An example of such a set of numbers is the set of numbers that come up in intermediate calculations involving a lot of different numbers. (This explains the logarithm books where the phenomena was first noticed.)
Another example are the numbers you see coming out of any sort of self-similar phenomena. As fractals show, self-similar behavior is ubiquitous. As a result numbers like the length of rivers, the height of hills, and the size of cities all tend to follow Benford's law.
For any particular source of numbers, the explanation for why they fall into a category that matches Benford's law will differ. Benford's law is a property that mathematical models tend to have, rather than being a rigorous mathematical theorem.
(FYI Benford's law is something that I've known about, and thought about off and on, for close to 20 years ago now.)
For the numbers 1-19, more than half of them start with 1.
For the numbers 1-199, more than half of them start with one.
Change the examples to 1-299, 1-399, etc, and you'll get percentages of all digits matching Benford's law.
Your method also seems to depend heavily on the choice of starting and ending points. If I chose 1-99, then only 1/10th of the numbers in the interval will start with 1. So why choose 199 and not 99?
I just selected end points to illustrate the concept. I think this place is getting a little too literal. :)
I think it seems "counter-intuitive" to some because they are not used to thinking of numbers and counting as being related to exponents and bases.
This may seem more intuitive to those of us that work with computers all day since we are intimately familiar with how to count in a handful of different bases (base-2, base-10, base-16 etc).

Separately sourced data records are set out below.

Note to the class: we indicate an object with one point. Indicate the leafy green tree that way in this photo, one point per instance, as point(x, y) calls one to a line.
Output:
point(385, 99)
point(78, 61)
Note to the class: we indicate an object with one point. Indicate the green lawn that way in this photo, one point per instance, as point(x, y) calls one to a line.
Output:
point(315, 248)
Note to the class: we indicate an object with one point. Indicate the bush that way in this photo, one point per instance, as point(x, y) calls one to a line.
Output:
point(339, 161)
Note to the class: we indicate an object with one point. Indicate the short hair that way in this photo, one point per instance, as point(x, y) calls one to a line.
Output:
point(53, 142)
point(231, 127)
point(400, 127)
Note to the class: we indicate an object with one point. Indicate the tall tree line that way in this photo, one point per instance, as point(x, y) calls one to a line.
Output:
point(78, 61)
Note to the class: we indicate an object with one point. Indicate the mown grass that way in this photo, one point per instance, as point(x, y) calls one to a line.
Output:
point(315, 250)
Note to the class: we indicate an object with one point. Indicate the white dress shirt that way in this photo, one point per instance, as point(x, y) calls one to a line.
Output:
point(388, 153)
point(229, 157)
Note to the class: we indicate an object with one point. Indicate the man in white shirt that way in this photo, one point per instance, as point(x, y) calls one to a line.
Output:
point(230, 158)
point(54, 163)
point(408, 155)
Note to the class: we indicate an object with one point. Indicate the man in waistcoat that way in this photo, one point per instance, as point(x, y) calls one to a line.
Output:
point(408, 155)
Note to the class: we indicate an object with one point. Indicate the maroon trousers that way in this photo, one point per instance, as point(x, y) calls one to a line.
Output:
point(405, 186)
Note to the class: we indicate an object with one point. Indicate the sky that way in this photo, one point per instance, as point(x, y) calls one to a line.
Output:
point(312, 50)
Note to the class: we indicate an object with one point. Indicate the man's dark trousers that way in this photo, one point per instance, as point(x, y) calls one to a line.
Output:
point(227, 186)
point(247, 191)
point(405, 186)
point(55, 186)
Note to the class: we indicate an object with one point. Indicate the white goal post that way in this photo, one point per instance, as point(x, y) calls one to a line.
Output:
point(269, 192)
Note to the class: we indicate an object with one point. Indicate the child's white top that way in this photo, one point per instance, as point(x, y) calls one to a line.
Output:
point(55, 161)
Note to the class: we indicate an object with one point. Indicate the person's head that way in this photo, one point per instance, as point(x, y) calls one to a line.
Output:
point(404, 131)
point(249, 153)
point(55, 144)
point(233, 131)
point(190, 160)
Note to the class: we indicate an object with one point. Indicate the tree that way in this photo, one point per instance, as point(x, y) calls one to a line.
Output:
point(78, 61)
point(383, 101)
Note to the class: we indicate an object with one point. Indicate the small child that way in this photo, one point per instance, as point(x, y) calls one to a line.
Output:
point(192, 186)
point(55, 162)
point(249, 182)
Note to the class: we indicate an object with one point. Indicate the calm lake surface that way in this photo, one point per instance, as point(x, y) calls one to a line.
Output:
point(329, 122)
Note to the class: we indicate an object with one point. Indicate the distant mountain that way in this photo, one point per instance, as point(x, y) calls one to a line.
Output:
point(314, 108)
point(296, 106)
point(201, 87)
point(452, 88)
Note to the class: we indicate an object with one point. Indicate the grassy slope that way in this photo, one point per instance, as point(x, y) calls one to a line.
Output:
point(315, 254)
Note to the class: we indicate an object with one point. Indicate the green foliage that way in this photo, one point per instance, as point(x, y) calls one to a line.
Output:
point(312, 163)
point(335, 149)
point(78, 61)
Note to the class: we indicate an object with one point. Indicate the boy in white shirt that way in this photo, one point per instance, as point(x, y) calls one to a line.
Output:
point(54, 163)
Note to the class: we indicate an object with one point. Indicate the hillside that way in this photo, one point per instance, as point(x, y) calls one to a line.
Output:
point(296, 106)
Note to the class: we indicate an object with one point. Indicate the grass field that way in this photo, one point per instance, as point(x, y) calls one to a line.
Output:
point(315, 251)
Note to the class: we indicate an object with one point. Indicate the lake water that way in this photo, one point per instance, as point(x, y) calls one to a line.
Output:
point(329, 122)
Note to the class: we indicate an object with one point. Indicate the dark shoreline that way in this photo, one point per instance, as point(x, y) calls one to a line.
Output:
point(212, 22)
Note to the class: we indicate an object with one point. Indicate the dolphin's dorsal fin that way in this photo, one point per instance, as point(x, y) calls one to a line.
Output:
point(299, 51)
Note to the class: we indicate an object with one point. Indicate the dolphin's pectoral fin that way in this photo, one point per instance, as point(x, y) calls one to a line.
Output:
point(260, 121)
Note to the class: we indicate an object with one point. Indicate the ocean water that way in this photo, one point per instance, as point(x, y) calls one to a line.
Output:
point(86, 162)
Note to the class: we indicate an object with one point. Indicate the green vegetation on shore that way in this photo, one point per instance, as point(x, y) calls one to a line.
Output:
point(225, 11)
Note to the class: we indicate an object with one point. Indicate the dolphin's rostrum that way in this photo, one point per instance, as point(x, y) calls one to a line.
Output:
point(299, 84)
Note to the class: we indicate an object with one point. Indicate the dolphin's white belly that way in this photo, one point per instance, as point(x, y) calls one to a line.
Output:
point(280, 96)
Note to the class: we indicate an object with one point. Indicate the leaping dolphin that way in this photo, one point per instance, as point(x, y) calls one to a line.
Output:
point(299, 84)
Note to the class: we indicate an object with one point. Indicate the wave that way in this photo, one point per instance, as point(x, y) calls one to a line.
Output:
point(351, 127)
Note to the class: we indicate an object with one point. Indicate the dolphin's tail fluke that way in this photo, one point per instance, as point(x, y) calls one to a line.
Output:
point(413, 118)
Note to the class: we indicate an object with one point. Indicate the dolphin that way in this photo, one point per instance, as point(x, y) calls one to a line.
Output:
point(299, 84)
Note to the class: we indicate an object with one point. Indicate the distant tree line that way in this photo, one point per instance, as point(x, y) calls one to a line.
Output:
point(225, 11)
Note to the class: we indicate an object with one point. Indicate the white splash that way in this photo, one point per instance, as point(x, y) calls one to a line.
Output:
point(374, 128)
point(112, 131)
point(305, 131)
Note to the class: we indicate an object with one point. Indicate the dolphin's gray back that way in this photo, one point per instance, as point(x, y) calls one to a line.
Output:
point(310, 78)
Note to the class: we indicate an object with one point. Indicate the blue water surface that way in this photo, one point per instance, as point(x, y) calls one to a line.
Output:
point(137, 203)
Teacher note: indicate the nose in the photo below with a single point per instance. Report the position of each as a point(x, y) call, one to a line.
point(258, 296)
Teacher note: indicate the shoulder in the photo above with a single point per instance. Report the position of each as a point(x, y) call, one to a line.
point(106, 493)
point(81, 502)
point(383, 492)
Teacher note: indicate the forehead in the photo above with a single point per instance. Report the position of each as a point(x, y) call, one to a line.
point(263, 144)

1, 10, 11, 12, 13, 14, 15, 16, 17, 18, 19, 100
I think he most likely meant to exclude 1 and 100, but I don't know.
Best page I've seen on it.
This kind of mathematically unsophisticated reasoning is exactly why Benford's law is so surprising to people. If you think of what it means for a value to be "truly random", the result is not surprising at all.

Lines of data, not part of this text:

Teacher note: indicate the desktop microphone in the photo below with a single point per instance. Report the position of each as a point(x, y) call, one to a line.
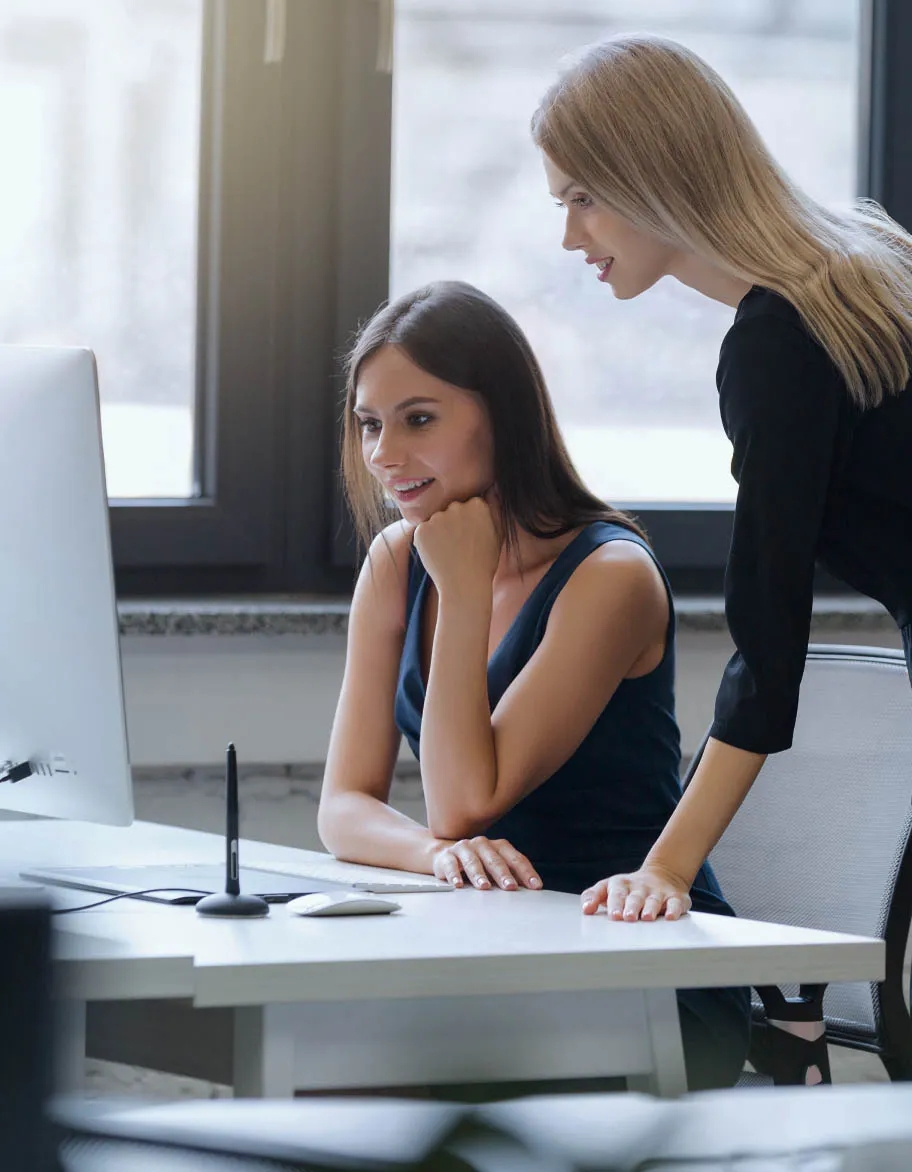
point(231, 901)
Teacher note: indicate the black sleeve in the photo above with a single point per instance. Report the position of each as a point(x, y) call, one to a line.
point(780, 397)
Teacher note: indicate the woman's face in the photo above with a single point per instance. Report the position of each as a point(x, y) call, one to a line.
point(427, 442)
point(623, 257)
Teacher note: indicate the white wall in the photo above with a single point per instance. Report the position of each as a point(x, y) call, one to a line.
point(273, 695)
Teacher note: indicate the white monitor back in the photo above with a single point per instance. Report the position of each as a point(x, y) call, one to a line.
point(61, 693)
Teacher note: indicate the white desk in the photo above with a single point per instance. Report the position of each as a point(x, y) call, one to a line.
point(458, 987)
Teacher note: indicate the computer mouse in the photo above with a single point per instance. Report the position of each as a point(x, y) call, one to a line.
point(341, 903)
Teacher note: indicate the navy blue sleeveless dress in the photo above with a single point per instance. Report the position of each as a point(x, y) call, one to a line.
point(600, 812)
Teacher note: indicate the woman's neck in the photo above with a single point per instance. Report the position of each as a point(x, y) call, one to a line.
point(530, 553)
point(708, 279)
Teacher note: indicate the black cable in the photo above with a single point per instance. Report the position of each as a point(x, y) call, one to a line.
point(16, 772)
point(128, 894)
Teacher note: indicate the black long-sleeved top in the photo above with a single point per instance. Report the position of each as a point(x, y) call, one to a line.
point(818, 479)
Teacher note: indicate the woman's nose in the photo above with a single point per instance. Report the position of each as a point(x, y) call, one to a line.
point(572, 236)
point(386, 450)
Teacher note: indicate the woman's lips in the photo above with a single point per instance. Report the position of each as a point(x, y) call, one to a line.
point(407, 495)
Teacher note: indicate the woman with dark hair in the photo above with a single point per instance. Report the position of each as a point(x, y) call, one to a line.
point(517, 631)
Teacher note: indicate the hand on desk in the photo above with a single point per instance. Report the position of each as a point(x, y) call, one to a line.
point(642, 894)
point(485, 863)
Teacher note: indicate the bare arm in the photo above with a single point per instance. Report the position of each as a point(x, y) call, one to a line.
point(355, 820)
point(476, 765)
point(717, 788)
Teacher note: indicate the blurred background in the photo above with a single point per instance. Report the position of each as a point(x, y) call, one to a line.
point(100, 118)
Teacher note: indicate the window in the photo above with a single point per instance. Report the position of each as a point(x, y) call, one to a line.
point(212, 193)
point(100, 114)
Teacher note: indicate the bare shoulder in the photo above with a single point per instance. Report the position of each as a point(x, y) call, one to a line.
point(619, 577)
point(382, 581)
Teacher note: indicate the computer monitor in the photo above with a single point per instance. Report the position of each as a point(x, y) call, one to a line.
point(61, 693)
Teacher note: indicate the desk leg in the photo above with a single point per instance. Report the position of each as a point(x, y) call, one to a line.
point(264, 1051)
point(668, 1076)
point(69, 1046)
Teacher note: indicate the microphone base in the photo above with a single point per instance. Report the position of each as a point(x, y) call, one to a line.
point(225, 904)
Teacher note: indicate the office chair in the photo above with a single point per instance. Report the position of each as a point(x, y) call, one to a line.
point(824, 840)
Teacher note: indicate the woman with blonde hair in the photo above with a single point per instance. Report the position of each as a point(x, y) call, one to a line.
point(661, 172)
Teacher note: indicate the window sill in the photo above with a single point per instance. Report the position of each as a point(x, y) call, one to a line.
point(313, 615)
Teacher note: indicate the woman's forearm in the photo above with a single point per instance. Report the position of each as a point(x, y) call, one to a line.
point(358, 828)
point(458, 764)
point(716, 790)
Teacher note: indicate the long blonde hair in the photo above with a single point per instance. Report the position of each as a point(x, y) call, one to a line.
point(655, 135)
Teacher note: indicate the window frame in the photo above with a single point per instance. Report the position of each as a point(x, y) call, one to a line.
point(278, 299)
point(278, 307)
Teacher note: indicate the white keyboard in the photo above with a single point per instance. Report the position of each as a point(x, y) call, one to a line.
point(385, 883)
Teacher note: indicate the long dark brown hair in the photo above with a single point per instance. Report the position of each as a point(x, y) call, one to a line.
point(462, 336)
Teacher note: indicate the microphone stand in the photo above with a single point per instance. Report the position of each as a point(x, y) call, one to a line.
point(231, 901)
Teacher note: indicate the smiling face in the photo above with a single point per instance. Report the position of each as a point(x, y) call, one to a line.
point(427, 442)
point(624, 257)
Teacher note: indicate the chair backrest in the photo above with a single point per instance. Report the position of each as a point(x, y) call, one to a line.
point(823, 838)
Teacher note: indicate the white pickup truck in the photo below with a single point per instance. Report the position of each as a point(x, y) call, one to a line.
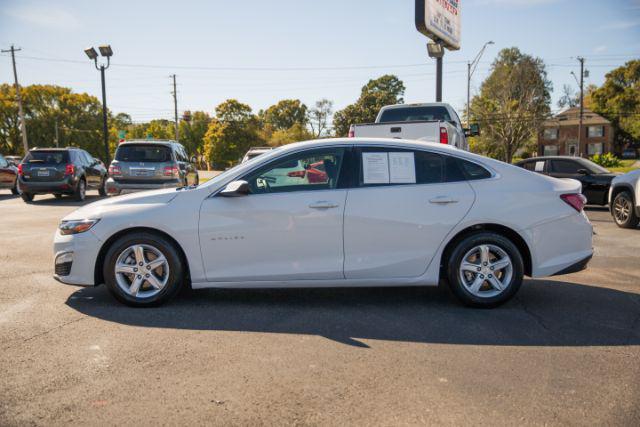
point(434, 122)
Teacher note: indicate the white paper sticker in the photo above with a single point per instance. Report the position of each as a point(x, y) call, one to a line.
point(375, 168)
point(402, 168)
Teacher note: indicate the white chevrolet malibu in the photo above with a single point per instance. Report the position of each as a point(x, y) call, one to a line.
point(360, 212)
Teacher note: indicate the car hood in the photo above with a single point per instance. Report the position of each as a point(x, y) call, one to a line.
point(98, 209)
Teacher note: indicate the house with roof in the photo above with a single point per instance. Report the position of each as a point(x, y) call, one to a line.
point(560, 134)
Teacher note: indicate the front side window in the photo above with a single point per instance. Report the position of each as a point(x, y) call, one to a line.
point(306, 171)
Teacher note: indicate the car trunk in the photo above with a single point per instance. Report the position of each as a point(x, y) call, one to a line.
point(45, 166)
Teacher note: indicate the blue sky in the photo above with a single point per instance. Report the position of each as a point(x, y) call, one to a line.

I wonder what influence the 'spatial' properties of a number pad password has on this data. For example "5" gets a nice little spike... and "5" is the center key on the 10-key iPhone number pad. The "1" is still the winner by far, but I wonder how many of those are the easy-to-remember "1234".
Chart looks like this. https://url.odesk.com/a7och
How is that a large dataset? There aren't that many countries.
Any time you are counting something it seems obvious to me that you'd have 1 more often than 2.